The first auxiliary request differs there from by deletion of Claims 13 and 14.

The second auxiliary request differs from the main request by introducing in Claim 1 the term "end-to-end" after the terms "axially joined".

The third auxiliary request differs from the second one by deletion of Claims 13 and 14.

The fourth auxiliary request differs from the second one by substituting in Claim 1 the term "solid state welding" with the term "friction welding" and by deleting Claim 5 with corresponding renumbering of Claims 6 to 14 into 5 to 13.

The fifth auxiliary request differs from the fourth one by deletion of Claims 12 and 13.

The sixth auxiliary request differs from the second one substituting in Claim 1 the term "solid state welding" with the term "inertia welding" and by deleting Claim 5 with corresponding renumbering of Claims 6 to 14 into 5 to 13.

The seventh auxiliary request differs from the sixth one by deletion of Claims 12 and 13.

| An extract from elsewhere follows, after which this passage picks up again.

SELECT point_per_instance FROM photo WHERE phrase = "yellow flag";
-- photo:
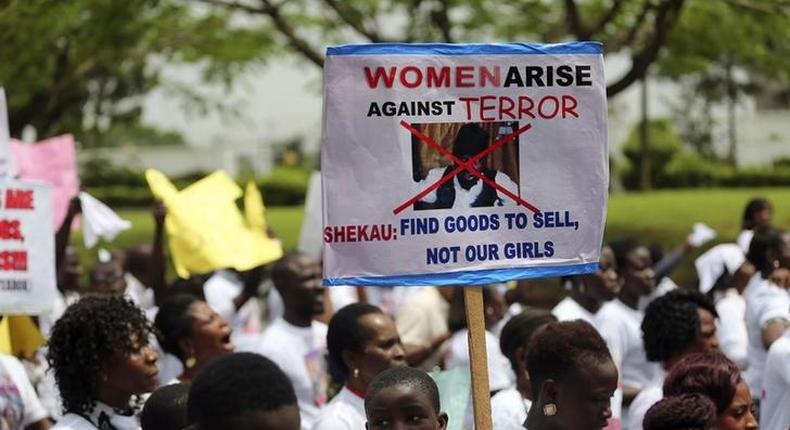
(205, 228)
(19, 336)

VI. With respect to inventive step, the Appellant, orally and in writing, submitted in essence the following arguments:

- Document D4 did not address replacement of a fluid conducting part by one including a corrosion resistant material in a first region nor that this first region should be solid state welded to a second region of the fluid conducting part of dissimilar material.

- Due to the fact that in document D4 damaged equipment was only repaired, it was critical for the method disclosed therein that a sleeve was concentrically joined to the tube by gas tungsten arc welding instead of retrofitting an entire tube by axially joining end-to-end the first and second regions by solid state welding as in the claimed method.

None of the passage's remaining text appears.